John Sheridan won the basement title in style in 2010-11, but a lack of summer shopping saw the team go straight back down which ultimately led to Cook’s appointment that Autumn.

Word was that Cook’s budget was virtually unchanged; out went Richards, Smith and Togwell with only Dan Jones and Romy Boco coming in. The omens were not good.

Armand Gnanduillet, an opinion splitter and a gamble signing from French amateur football in January 2013, was set to start as Cook’s lone striker for the season’s opener at Leyton Orient, the previous season’s play-off final penalty shoot-out losers. The big striker turned an ankle the day before the game so Doyle got the shirt and scored in a 2-1 win. He then began scoring for fun.

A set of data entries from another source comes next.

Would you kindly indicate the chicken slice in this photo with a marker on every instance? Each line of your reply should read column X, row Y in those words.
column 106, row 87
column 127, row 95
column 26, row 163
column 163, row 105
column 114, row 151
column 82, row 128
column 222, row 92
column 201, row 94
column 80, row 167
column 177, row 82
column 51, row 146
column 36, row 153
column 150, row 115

Early season form was good, early season entertainment was top-drawer and Spireites followers were enjoying the ride, few thinking that the season would be much more than an enjoyable mid-table adventure with avoiding the drop remaining the target.

But Doyle kept scoring, back to back hat-tricks against Preston and Scunthorpe, and the team hewn in League Two showed it could more than compete in the higher sphere, though by mid-November the team sat in 14th spot despite the exceptional football on show.

By the end of January they’d nipped into the FA Cup fourth round and the top five of the table.

Then Doyle, with 25 goals under his belt, was sold to Cardiff and Caolan Lavery was borrowed from the Owls as his replacement. A freak Lavery goal nicked a win at Notts County before four straight defeats saw a drop to tenth and the accusations of lack of ambition in under-selling the club’s prize asset.

But then Cook’s resilience shone through, seven wins in nine to set up a play-off challenge with virtually the same side he had led a season earlier in a division lower. Play-off success proved to be elusive with suggestions of Portsmouth wanting Cook coming to the fore and those rumours proved to be true.

He leaves a huge gap, his huge personality will be severely missed and the football he oversaw has not been witnessed since the days of Arthur Cox and Frank Barlow in 1979 through to 1981.

Cook can be easily compared with the most successful of Chesterfield’s modern managers such as Jimmy McGuigan and John Duncan and that means that Saunders has a massive task to convince the supporters that he is the right man as some of Cook’s prize assets look set to depart.

Many thought Cook’s appointment wasn’t the right one but he quickly won the doubters over; Saunders will be hoping to make a similar impact, but it will not be easy.